About the Exhibition
Spacetime (x, y, z + t)
Emerson Contemporary proudly presents Spacetime (x, y, z + t), a multi-dimensional exhibition that features experimental works by regional and international artists: Katherine Mitchell DiRico (US), Monika Grzymala (GER), Nicole L’Huillier (CL), Zsuzsanna Szegedi (HUN), and Sarah Trahan (US)
The exhibition opens Wednesday, January 22, 2020 with an artists’ reception from 5:00–7:00 p.m. and runs through March 15, 2020. It will be held at Emerson Contemporary’s Media Art Gallery, located at 25 Avery Street in Boston, which is open Wednesday through Sunday from 12–7 p.m. The exhibition and related programming are free and open to the public.
Curated by Dr. Leonie Bradbury—Emerson’s Foster Chair of Art Theory and Practice and Distinguished Curator-in-Residence—the exhibition features digital projections, 3D printed objects, inkjet prints, VR drawings, video, site specific light installation and a dancing robot. In putting together this exhibition, Bradbury considered how our perceptions are challenged and consequently change when artists include a durational element into an otherwise object-based artistic practice. Additionally, Spacetime includes both subtle and dramatic sonic elements that, when combined with drastic scale shifts of the various installations, contribute to a compelling immersive exhibition experience.

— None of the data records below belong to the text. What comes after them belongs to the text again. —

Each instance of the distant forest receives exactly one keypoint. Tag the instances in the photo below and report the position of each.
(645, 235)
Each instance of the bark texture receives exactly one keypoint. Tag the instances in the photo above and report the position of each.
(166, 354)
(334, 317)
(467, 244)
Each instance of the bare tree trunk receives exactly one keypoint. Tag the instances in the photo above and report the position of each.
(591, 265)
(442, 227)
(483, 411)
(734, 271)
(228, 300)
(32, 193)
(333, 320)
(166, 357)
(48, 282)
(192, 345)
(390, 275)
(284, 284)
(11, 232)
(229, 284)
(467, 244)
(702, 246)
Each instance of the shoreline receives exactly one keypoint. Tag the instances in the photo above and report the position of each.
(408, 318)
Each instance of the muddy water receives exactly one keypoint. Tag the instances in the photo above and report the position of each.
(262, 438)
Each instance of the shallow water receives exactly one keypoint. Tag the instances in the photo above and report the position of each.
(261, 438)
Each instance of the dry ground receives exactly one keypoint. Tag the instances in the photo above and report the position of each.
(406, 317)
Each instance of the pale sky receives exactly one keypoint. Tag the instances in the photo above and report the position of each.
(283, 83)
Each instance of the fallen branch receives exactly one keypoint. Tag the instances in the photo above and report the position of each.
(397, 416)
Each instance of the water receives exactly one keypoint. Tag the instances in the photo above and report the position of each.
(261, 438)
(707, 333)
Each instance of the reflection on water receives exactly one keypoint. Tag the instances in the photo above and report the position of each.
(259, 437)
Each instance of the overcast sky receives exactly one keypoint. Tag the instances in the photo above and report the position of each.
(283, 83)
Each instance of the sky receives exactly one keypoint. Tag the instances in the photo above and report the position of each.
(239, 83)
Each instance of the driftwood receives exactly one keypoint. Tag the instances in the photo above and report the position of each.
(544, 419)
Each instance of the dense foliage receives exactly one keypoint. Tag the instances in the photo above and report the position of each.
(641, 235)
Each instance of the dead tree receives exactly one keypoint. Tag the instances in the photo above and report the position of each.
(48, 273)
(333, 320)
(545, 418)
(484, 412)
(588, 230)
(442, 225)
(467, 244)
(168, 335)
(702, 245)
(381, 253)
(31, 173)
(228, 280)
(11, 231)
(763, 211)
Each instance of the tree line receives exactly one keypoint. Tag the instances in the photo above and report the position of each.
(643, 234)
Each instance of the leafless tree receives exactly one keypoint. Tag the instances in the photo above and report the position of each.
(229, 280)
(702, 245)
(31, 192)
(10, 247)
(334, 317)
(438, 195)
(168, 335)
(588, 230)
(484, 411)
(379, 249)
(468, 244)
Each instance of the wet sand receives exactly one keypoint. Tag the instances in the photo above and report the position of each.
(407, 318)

The works included in Spacetime (x, y, z + t) investigate the dynamic relationships between objects, their materiality and demonstrate how an idea, object, or artistic concept can ‘travel’ across time, multiple media and physical locations. Together these five artists’ aesthetic experiments offer an exploration of the rapidly changing intersections between the physical and the digital, objecthood and performativity, and expose how the virtual and the real interact in new ways as a result of current technological advancements.
In 1905, Albert Einstein demonstrated that space and time are both relative and integrated and are essentially the same thing: a single unified entity called ‘spacetime’. Spacetime is a dynamic entity that fuses the three dimensions of space (x,y,z) and the dimension of time (t) into a single, four-dimensional continuum. In curating the exhibit, Bradbury explored the question of what happens when an artwork becomes an event that exists in the four dimensions of Einstein’s concept of ‘spacetime’ – rather than as an object in space and/or time.